[Sca-cooks] Anonymous Tuscan Cookbook back online

lilinah at earthlink.net lilinah at earthlink.net
Fri Jun 28 13:22:59 PDT 2013


It's great to see it on-line again. More available translated medieval and renaissance cookbooks is always better.

I'd like to remind people (or let those who don't know) that a related cookbook has been on-line for a while, the Anonymous Venetian, of the same time period:
http://www.medievalcookery.com/helewyse/libro.html
Translated by Louise Smithson (SCA: Helewyse de Birkestad) in 2005

A number of cookbooks from the Italian peninsula in this period include dishes of Arabic origin. The three most commonly found are Laymuniyya, Rummaniyya, and Summaqiyya, although there are others.

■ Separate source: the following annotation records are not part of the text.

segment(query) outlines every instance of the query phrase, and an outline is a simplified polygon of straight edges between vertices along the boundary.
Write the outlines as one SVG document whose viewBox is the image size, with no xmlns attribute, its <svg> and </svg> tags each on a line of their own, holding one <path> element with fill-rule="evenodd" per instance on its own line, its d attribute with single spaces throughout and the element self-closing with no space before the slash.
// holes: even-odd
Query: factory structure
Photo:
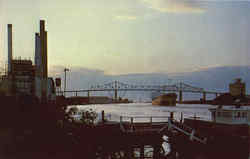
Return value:
<svg viewBox="0 0 250 159">
<path fill-rule="evenodd" d="M 35 58 L 14 59 L 12 24 L 8 24 L 8 72 L 1 77 L 0 92 L 6 96 L 30 95 L 40 102 L 56 98 L 53 78 L 48 77 L 48 48 L 45 21 L 40 20 L 40 32 L 35 34 Z"/>
</svg>

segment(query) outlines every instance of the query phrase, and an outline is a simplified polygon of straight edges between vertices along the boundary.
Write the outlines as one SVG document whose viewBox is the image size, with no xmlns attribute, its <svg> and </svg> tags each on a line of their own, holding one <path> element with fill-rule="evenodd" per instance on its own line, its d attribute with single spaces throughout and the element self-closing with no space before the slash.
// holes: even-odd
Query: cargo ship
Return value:
<svg viewBox="0 0 250 159">
<path fill-rule="evenodd" d="M 176 106 L 176 93 L 162 94 L 152 99 L 152 105 Z"/>
</svg>

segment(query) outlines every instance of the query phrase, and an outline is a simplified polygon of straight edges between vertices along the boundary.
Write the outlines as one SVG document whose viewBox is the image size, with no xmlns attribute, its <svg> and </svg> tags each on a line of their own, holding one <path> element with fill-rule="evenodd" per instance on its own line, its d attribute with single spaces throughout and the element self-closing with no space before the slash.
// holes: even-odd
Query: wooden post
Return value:
<svg viewBox="0 0 250 159">
<path fill-rule="evenodd" d="M 154 145 L 153 147 L 153 159 L 159 159 L 160 158 L 160 146 Z"/>
<path fill-rule="evenodd" d="M 134 118 L 131 117 L 131 118 L 130 118 L 130 130 L 131 130 L 131 131 L 133 131 L 133 120 L 134 120 Z"/>
<path fill-rule="evenodd" d="M 207 94 L 206 92 L 203 92 L 203 103 L 204 103 L 204 104 L 206 103 L 206 100 L 207 100 L 207 99 L 206 99 L 206 94 Z"/>
<path fill-rule="evenodd" d="M 104 110 L 102 111 L 102 123 L 105 122 L 105 114 L 104 114 Z"/>
<path fill-rule="evenodd" d="M 174 120 L 174 112 L 170 112 L 170 119 Z"/>
<path fill-rule="evenodd" d="M 140 159 L 144 159 L 144 145 L 140 146 Z"/>
<path fill-rule="evenodd" d="M 181 104 L 182 103 L 182 91 L 179 92 L 179 103 Z"/>
<path fill-rule="evenodd" d="M 120 124 L 122 123 L 122 116 L 120 116 Z"/>
<path fill-rule="evenodd" d="M 181 112 L 181 123 L 183 122 L 183 113 Z"/>
</svg>

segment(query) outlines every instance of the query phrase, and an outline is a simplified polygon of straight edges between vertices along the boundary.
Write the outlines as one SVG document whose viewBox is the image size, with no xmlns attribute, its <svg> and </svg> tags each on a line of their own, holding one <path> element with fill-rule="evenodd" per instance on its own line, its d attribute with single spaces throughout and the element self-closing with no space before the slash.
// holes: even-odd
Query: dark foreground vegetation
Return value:
<svg viewBox="0 0 250 159">
<path fill-rule="evenodd" d="M 0 101 L 0 158 L 93 158 L 94 136 L 89 128 L 94 118 L 85 124 L 73 122 L 63 97 L 46 104 L 29 96 L 1 96 Z"/>
</svg>

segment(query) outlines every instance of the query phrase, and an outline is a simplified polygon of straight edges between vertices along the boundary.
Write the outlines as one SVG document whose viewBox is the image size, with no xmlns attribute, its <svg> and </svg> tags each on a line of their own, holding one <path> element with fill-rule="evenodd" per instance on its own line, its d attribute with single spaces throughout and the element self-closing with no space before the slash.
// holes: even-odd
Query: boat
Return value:
<svg viewBox="0 0 250 159">
<path fill-rule="evenodd" d="M 176 93 L 163 94 L 152 100 L 152 105 L 176 106 Z"/>
<path fill-rule="evenodd" d="M 250 106 L 217 106 L 209 109 L 211 119 L 186 118 L 184 125 L 206 136 L 206 150 L 213 158 L 248 159 Z"/>
</svg>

The Anonymous Tuscan cookbook has all three recipes:
--- Chicken or fowl in sumac sauce [Sommacchia]
--- Chicken in lemon sauce [Limonia]
--- Pomegranate chicken [Romania]
Here instead of almonds there appears to be starch, although this conversion may be a scribal error in the original manuscript or a transcription error, since almonds were commonly used in other recipes in that book.

The Anonymous Venetian includes two of them, using almonds:
--- LIII. Good and perfect hens with sumac [Polastri a Sumacho]
--- CXIX. A lemon flavored dish [Limonia]

And the Anonimo Meridionale/Anonymous Southerner Book A includes two, using almonds:
--- Limonia, transcribed and translated at:
http://www.nicomarin.com/ricette/ric310_e.htm
--- Romania, transcribed and translated at:
http://www.medievalcookery.com/helewyse/birdfruit.html

For additional information, there's an excellent essay on the influences of Arabic recipes on Italian cuisine by Maxime Rodinson, "Romania and other Arabic words in Italian" (trans. Barbara Inskip), in _Medieval Arabic Cookery_, in which he discusses this issue and reproduces a number of related Arabic and Italian recipes.